Martin Tomasko
Cassini is really the last, big, flagship-class mission—there’s infrared spectrometers, there’s infrared cameras, there’s visible cameras, there’s ultraviolet spectrometers, ultraviolet cameras. Whatever part of the spectrum, there’s some physical phenomenon going on inside of the system. Even if you haven’t thought of it in advance, you’ve got everything there you could ask for to measure that phenomenon analytically and to understand it.
The trend now is no more big flagship missions; they’re too expensive. We can’t afford that. So we’re going to have now more focused missions. But if they’re all short and sweet and different, the effect is, you’re going to drive more and more of the groups that do this kind of work out of business.
There’s 300 scientists working on Cassini, and that’s wonderful. But when Cassini comes to an end that’s the last of those missions, and you’d better be interested in Mars, which cheaper to get to, and closer, and we’ve got sort of a continuing program. If you’re interested in the outer solar system, you’re in trouble.
The fact that it was an international mission meant that it could do things that no single country can do by itself. It was really the best of both worlds. It was scientifically robust, and it was financially robust. It had good reasons for continuing, and it was very sophisticated and could do good science.

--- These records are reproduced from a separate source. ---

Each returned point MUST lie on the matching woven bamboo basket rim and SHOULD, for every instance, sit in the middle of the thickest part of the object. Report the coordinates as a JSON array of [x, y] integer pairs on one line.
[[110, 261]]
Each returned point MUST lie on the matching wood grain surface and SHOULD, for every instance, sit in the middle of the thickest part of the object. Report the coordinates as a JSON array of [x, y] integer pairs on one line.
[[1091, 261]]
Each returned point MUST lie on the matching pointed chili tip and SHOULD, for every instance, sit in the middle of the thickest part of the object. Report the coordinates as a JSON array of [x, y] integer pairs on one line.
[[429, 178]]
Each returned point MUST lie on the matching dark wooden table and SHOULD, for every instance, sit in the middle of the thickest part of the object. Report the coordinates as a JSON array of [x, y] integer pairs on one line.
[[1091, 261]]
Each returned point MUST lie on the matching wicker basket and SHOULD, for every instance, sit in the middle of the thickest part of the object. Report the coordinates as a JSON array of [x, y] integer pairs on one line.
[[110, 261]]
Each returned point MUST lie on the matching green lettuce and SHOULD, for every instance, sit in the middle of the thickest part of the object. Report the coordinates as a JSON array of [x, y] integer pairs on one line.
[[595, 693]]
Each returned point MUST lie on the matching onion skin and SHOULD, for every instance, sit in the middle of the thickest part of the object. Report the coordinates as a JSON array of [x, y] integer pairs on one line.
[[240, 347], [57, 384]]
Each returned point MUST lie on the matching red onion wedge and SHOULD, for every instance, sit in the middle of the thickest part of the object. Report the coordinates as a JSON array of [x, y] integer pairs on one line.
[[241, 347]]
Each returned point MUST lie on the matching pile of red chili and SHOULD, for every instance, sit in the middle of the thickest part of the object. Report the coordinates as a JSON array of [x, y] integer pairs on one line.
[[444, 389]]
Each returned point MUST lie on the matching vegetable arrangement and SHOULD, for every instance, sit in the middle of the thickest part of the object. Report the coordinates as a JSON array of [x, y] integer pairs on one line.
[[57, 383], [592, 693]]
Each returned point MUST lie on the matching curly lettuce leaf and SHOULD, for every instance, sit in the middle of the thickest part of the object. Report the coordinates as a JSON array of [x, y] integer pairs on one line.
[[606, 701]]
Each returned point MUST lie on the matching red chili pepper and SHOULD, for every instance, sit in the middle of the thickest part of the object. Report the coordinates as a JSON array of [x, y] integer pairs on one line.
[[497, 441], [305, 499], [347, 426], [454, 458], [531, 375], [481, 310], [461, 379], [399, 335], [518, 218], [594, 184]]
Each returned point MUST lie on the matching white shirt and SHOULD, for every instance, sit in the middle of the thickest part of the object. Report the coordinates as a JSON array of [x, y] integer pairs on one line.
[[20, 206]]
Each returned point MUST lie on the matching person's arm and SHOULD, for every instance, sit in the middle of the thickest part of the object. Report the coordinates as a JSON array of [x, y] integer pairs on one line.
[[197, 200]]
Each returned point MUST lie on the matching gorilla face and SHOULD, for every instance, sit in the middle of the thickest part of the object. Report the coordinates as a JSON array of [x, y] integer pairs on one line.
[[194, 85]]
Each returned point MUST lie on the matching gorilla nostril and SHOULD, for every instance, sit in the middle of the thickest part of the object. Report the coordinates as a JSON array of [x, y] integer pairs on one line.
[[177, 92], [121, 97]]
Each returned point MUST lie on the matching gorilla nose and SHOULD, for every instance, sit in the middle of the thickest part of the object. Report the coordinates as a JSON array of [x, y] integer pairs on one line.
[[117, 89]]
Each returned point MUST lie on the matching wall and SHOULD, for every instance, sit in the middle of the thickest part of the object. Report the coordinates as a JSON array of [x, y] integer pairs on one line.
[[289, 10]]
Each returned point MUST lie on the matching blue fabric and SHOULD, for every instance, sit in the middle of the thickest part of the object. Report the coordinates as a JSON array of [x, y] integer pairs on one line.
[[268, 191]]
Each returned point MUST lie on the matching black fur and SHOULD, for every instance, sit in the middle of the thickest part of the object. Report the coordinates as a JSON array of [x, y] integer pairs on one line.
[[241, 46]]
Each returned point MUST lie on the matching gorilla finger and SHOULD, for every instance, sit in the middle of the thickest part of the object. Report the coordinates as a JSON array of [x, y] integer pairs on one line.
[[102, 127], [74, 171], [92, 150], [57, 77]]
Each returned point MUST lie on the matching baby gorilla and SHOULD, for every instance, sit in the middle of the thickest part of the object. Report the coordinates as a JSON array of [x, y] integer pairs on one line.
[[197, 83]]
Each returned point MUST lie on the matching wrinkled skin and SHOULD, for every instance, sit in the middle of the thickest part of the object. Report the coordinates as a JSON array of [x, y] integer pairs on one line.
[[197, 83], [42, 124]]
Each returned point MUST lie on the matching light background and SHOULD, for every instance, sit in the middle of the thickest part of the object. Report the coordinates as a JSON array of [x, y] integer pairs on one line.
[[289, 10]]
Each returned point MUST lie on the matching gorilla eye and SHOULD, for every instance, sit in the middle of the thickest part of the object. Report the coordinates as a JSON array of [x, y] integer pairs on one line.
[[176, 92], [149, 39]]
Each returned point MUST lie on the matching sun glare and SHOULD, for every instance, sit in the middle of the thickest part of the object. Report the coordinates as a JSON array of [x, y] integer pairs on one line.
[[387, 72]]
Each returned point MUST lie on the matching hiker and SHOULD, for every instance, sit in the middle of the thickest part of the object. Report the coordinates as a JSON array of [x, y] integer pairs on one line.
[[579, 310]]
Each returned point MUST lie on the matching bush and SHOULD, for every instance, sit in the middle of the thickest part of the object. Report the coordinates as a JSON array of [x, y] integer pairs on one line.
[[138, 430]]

The best future for space science would be if the Japanese, the Chinese, the Americans, the Europeans all threw in together and flew joint missions. The joint missions would be really good ones, and everybody would want to keep it going because they’ve got all these international collaborations going.
Dale Cruikshank
The Europeans are doing more and more. There are collaborations with the Europeans in progress and some that are of course planned for the future. There are a lot of people coming into this field. A lot of young women are coming into space science, which is changing the demographics in a favorable way. There is no shortage of really exciting programs and projects and problems to work on. I think it’s an extremely exciting future. We’ve accomplished an immense amount, but we can certainly see the directions to further deepen exploration; more exciting science without end.